Alan swallowed hard. There was a lump in his throat. Of course no one had told her, because it wasn't true. He would give Angie a good tongue lashing, for sure, or better still give her the sack. "No one else knew, Clare, only Angie and me. It was too embarrassing to talk about. What can I say?" Alan was blushing deeply, not because of the temp, (she'd been a mousey little woman who wouldn't say 'Boo to a Goose,') but because Angie had dropped him right in it.
Alan walked around his office, gesticulating.
"She kept making suggestive remarks and touching me, only on the hand or on the shoulder, but I didn't like it.
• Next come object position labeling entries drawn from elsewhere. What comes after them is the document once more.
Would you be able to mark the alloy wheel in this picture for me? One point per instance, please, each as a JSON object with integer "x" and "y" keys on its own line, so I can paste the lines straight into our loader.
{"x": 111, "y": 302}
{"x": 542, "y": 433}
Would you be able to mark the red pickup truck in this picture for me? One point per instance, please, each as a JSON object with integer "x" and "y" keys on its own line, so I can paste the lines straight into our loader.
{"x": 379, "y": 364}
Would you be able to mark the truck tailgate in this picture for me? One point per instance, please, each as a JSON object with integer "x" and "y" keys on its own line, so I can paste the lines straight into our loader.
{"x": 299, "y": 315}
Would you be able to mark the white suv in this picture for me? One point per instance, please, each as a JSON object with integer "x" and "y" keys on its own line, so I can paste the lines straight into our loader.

I still wear my wedding ring. I told her I was getting back with my wife, but it made no difference, she kept on and on. She was so good at her job we couldn't let her go, but oh boy, was I glad when you rang up and said you were coming back. I sighed with relief!"
It was all a BIG lie, but the last part was true, how he had sighed with relief.
Clare smiled across at him. "Poor Alan, you just can't help it can you?"
"What can't I help?" Alan was worried, what was going through her mind now?
"You're so irresistible to women, Alan, you're just so handsome. They can't help themselves."
She was laughing at him now and Alan didn't like it.
"Well, they'd better not help themselves! I'm private property and they'd better keep their hands off." said Alan in disgust. "I want nothing to do with women, nothing at all. I've had enough of women to last a lifetime!"
Clare seemed convinced and she grew serious.
"I'm sorry Alan, you do forgive me don't you?"
Alan looked at her and his heart missed a beat and again, he swallowed hard, before he said,
"Of course I forgive you, Clare, but do you forgive me?"
"Yes, of course." She smiled again and left his office and Alan watched her leave.
'Right then', thought Alan, 'definitely back to the whiskey tonight'. To repeat today's goings on would be disastrous, who knew what the consequences would be? He must not over-react. If Clare got wind of it she might leave, she might not want his attentions. He sighed deeply. Oh, life was hard! If you were a 'Heel' you were nearer the ground...of course it was hard, you were nearer the concrete!